There is no better teacher than to travel. Our eyes are opened to places, tribes, and lifestyles we could never have imagined. It forces us out of our comfort zone, and is a constant reminder of how much of a bubble we live in.
Golden clouds cross recklessly from one side of the road to the other as our car makes its way through the arid region of southern Morocco. The desert blows hot playing mirror reflections on the horizon.
Yaya tells me that M’Hamid, the last civil frontier before the approach to the great Sahara, was crossed by a river. Now with climate change, replacing the river is Fata Morgana with its marvelous optical illusions. It has not rained for two years and life for both the nomads of the Sahara and the large, slow-moving desert animals has become difficult. In the villages of the hot regions continually beaten by the sun, life is slow, but here at the edge of the endless arid world, time stands still in silence, only to start up again with a breath of wind. Yaya was born in the remote areas of the Sahara to a nomadic Berber family that still lives in the desert.
Passing from one season to another we encounter snowstorms at the peaks of the mountains, colourful spring fields until we reach the arid villages in the desert, there where you cannot go any further, or at least you don’t have a good 4×4 or a healthy dromedary.
Along my journey in Morocco exploring aesthetics, ways of life by talking to people, many are the inspirations I took with me. For this article I will summarize them in 7 life lessons because it sounds better than “my Morocco travelogue.”
Climate change (check out this wonderful documentary on the subject) has pushed desert nomads to change their lifestyle and frequency of travel.
The first lesson comes from them:
1. If your environment is becoming arid, go elsewhere in search of nourishment. Find your inner oasis and make the most important part of yourself flourish again.

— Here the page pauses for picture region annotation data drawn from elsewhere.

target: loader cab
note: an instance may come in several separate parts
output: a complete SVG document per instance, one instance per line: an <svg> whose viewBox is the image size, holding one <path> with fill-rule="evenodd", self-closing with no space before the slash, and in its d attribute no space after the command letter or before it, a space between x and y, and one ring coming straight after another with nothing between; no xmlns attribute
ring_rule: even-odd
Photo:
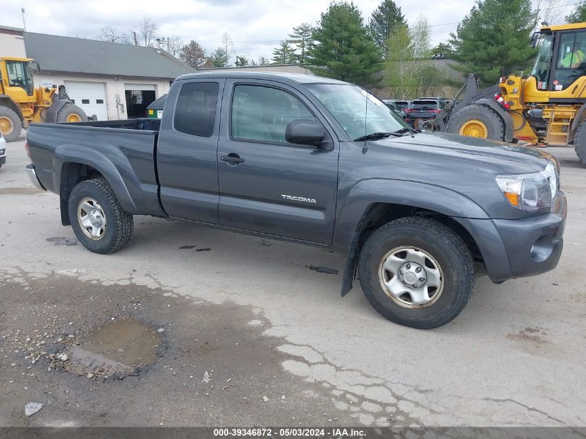
<svg viewBox="0 0 586 439"><path fill-rule="evenodd" d="M35 85L28 58L0 58L1 91L16 102L35 102Z"/></svg>
<svg viewBox="0 0 586 439"><path fill-rule="evenodd" d="M543 28L533 44L539 53L531 76L538 90L563 92L586 77L586 23Z"/></svg>

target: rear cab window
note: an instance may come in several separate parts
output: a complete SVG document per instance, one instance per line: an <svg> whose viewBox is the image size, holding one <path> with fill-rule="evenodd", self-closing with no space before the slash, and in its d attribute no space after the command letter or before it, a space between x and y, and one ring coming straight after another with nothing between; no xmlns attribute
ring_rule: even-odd
<svg viewBox="0 0 586 439"><path fill-rule="evenodd" d="M232 139L292 145L285 139L285 129L296 120L316 119L288 92L264 85L234 87L230 116Z"/></svg>
<svg viewBox="0 0 586 439"><path fill-rule="evenodd" d="M413 101L410 108L415 110L439 110L440 103L437 101Z"/></svg>
<svg viewBox="0 0 586 439"><path fill-rule="evenodd" d="M216 123L219 89L218 83L183 84L175 106L175 129L194 136L211 137Z"/></svg>

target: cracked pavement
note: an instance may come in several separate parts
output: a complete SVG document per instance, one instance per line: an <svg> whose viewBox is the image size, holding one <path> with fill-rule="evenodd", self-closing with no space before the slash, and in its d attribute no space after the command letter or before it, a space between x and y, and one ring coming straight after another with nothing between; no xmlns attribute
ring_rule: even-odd
<svg viewBox="0 0 586 439"><path fill-rule="evenodd" d="M586 169L571 148L550 148L561 161L569 205L558 267L502 285L481 277L458 318L420 331L381 318L359 285L341 298L344 258L324 250L137 216L127 248L112 255L92 254L60 225L57 196L28 182L23 144L8 144L8 162L0 170L0 366L8 366L0 367L0 425L586 427ZM42 304L35 302L31 291L40 293L44 285L60 290L59 300L43 300L71 315L80 336L110 316L124 314L119 307L116 313L110 305L85 300L84 289L117 292L119 304L140 289L150 298L125 312L147 323L173 320L166 352L139 377L92 383L92 393L99 397L91 400L103 406L89 404L86 378L41 370L15 347L22 345L13 341L16 328L35 329L40 318L32 310ZM70 309L62 308L68 303ZM173 316L160 309L167 304ZM204 311L207 316L198 320ZM206 325L190 334L196 320ZM178 347L178 341L181 346L188 343L184 338L205 337L218 338L214 359L226 359L234 368L226 370L235 374L238 368L241 379L254 381L232 399L220 393L215 409L202 400L203 390L196 395L165 387L170 378L164 369L176 355L183 356L173 366L178 375L184 375L184 363L199 363L198 371L212 367L207 354ZM237 338L248 343L245 355L232 343ZM270 372L255 368L255 357ZM13 363L17 365L10 367ZM25 417L24 403L46 404L44 386L53 386L60 405ZM66 386L85 402L67 412L62 397L55 396ZM137 416L143 403L133 408L131 397L150 398L144 404L155 407L153 415ZM245 397L253 402L227 414L231 404ZM88 414L92 411L99 415Z"/></svg>

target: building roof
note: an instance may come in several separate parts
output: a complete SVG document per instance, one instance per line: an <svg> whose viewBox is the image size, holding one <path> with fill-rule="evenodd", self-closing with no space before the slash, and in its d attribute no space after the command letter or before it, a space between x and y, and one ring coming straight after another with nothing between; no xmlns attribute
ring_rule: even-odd
<svg viewBox="0 0 586 439"><path fill-rule="evenodd" d="M42 73L175 79L194 71L152 47L31 32L25 33L24 46Z"/></svg>

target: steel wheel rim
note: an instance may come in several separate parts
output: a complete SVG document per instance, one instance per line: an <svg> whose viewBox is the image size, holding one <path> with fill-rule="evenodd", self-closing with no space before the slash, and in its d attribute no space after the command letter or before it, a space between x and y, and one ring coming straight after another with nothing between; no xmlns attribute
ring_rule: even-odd
<svg viewBox="0 0 586 439"><path fill-rule="evenodd" d="M94 198L85 197L77 208L79 226L84 234L94 241L99 241L106 233L106 217L104 210Z"/></svg>
<svg viewBox="0 0 586 439"><path fill-rule="evenodd" d="M411 309L436 303L444 289L444 274L438 261L421 248L395 247L379 264L379 280L395 303Z"/></svg>
<svg viewBox="0 0 586 439"><path fill-rule="evenodd" d="M0 131L5 136L10 134L15 129L15 124L10 120L10 117L6 116L0 116Z"/></svg>
<svg viewBox="0 0 586 439"><path fill-rule="evenodd" d="M80 122L81 118L78 114L69 114L67 116L67 122Z"/></svg>
<svg viewBox="0 0 586 439"><path fill-rule="evenodd" d="M488 137L488 128L482 121L477 119L472 119L469 121L466 121L460 127L458 134L461 136L468 136L469 137L480 137L481 139L486 139Z"/></svg>

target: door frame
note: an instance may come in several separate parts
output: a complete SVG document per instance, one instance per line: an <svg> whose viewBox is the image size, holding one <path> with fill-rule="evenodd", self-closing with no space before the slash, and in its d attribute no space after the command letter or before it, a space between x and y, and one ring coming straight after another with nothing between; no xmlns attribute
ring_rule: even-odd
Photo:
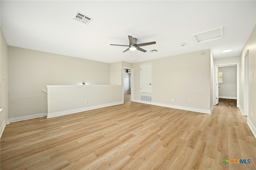
<svg viewBox="0 0 256 170"><path fill-rule="evenodd" d="M249 50L244 56L244 116L248 116L249 112Z"/></svg>
<svg viewBox="0 0 256 170"><path fill-rule="evenodd" d="M134 73L133 73L133 68L130 68L130 67L123 67L123 69L122 71L122 86L123 86L123 103L124 102L124 69L129 69L131 70L131 72L132 73L131 73L131 102L133 102L133 87L134 87L134 84L133 84L133 77L134 77Z"/></svg>
<svg viewBox="0 0 256 170"><path fill-rule="evenodd" d="M216 92L217 89L216 86L216 83L217 82L217 81L218 81L217 79L217 75L216 75L216 70L218 68L221 67L228 67L229 66L236 66L236 107L239 108L240 105L240 84L239 84L239 82L240 81L240 63L239 62L234 63L230 63L230 64L215 64L214 65L214 77L216 78L214 79L214 85L215 87L214 88L214 99L215 100L214 100L214 105L216 105Z"/></svg>

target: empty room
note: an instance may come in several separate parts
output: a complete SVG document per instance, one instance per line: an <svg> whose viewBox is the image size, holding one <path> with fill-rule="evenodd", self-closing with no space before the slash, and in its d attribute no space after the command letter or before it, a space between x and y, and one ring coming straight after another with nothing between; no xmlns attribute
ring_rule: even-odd
<svg viewBox="0 0 256 170"><path fill-rule="evenodd" d="M0 169L256 169L256 1L0 1Z"/></svg>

For many people, the degree of personal frustration is directly proportional to the stubbornness with which they continue to search for what is not there. Explore elsewhere, where your skills can be put to work and flourish. When your passions or lifestyle do not find nourishment it is good to start considering a change of air and move where the soil is fertile for our development. Doing so enriches not only your own but the lives of others. Today is possible, it is not as difficult as it might have been forty years ago.
And if you are thinking about how complicated the logistics of starting from scratch are, I can tell you that what we need is actually simpler than you think. Fire to feed the spirit and water to quench the soul. Protection, connection with mother nature, creative and spiritual expression, this is what we need. Today’s large and medium-sized cities have become prisons tailored for employees, as barren as a desert of the water the soul so badly needs. The programme to turn cities around the world into hyper surveillance centers of permanent lockdown has already been rolled out: it is called “15 minutes city”. Soon those who have chosen the convenience of owning nothing and being able to get to work and every service within a 15-minute radius will not be able to leave that smart city perimeter for any good reason. The aim is to prevent the current and future global crises with a series of climate lockdowns. The convenience of finding everything you can buy in a 15 minute city is paid with your soul. Forget privacy and freedom of movement permanently.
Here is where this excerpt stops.